I have custom function showed above, and gradcheck fails:

logits = Variable(torch.randn(5, 300), requires_grad=True)
inpt = (logits, 1)
gradcheck(KL.apply, inpt, eps=1e-6, atol=1e-4)
Traceback (most recent call last):
  File "<stdin>", line 1, in <module>
  File "/usr/local/lib/python3.6/site-packages/torch/autograd/gradcheck.py", line 181, in gradcheck
    return fail_test('for output no. %d,\n numerical:%s\nanalytical:%s\n' % (j, numerical, analytical))
  File "/usr/local/lib/python3.6/site-packages/torch/autograd/gradcheck.py", line 166, in fail_test
    raise RuntimeError(msg)
RuntimeError: for output no. 0,
 numerical:(
    0
    0
    0
  ⋮
    0
    0
    0
[torch.FloatTensor of size 1500x1]
,)
analytical:(
-0.1566
-0.0927
 0.1289
   ⋮
-0.0009
 0.2219
-0.2261
[torch.FloatTensor of size 1500x1]
,)

But when I check function and its gradients with scipy.optimize.check_grad all is ok and error is less than 1e-6. As I see, the problem is with finite differences, but I can’t understand why. Forward pass seems legit.

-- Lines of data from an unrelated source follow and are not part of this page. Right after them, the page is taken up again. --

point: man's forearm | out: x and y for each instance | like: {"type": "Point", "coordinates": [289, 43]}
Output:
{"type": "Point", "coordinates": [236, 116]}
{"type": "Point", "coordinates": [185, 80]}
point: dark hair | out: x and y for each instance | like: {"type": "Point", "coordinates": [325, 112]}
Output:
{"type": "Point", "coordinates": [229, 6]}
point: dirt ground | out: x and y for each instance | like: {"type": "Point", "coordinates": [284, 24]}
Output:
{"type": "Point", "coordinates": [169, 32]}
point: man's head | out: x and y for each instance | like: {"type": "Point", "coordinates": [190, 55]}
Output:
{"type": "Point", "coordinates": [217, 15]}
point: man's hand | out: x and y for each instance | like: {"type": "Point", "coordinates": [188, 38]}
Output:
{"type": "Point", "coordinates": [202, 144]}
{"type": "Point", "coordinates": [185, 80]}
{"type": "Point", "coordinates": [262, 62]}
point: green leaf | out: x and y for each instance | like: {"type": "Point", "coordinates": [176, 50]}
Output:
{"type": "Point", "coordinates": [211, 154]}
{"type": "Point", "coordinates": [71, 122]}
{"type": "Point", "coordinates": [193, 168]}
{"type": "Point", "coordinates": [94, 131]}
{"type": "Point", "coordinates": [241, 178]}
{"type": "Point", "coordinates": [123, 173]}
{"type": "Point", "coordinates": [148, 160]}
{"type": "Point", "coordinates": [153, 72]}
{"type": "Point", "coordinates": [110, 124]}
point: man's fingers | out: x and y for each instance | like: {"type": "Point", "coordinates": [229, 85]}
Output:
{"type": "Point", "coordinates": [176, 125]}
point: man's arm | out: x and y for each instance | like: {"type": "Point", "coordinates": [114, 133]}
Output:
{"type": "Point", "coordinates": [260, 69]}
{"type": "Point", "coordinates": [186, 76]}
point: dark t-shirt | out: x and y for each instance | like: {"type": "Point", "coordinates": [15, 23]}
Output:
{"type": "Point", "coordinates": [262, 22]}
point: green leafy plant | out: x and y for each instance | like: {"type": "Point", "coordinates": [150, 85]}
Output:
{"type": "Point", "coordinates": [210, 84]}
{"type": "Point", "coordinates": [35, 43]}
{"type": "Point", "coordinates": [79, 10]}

Pytorch versions: 0.3.0.post4, 0.2.0.post4’

Some problems with shape in application of numerical and analytical formulas, because grad shape must be 5x300, not 1500x1.

Hi,

The matrix that is shown is the Jacbian, so it’s size is always number_of_inputs x number_of_outputs so it is the right size in your case.

You should be careful that and eps of 1e-6 with FloatTensors often lead to loss of precision. I think you want to try to either use DoubleTensor (best idea usually) or increase eps.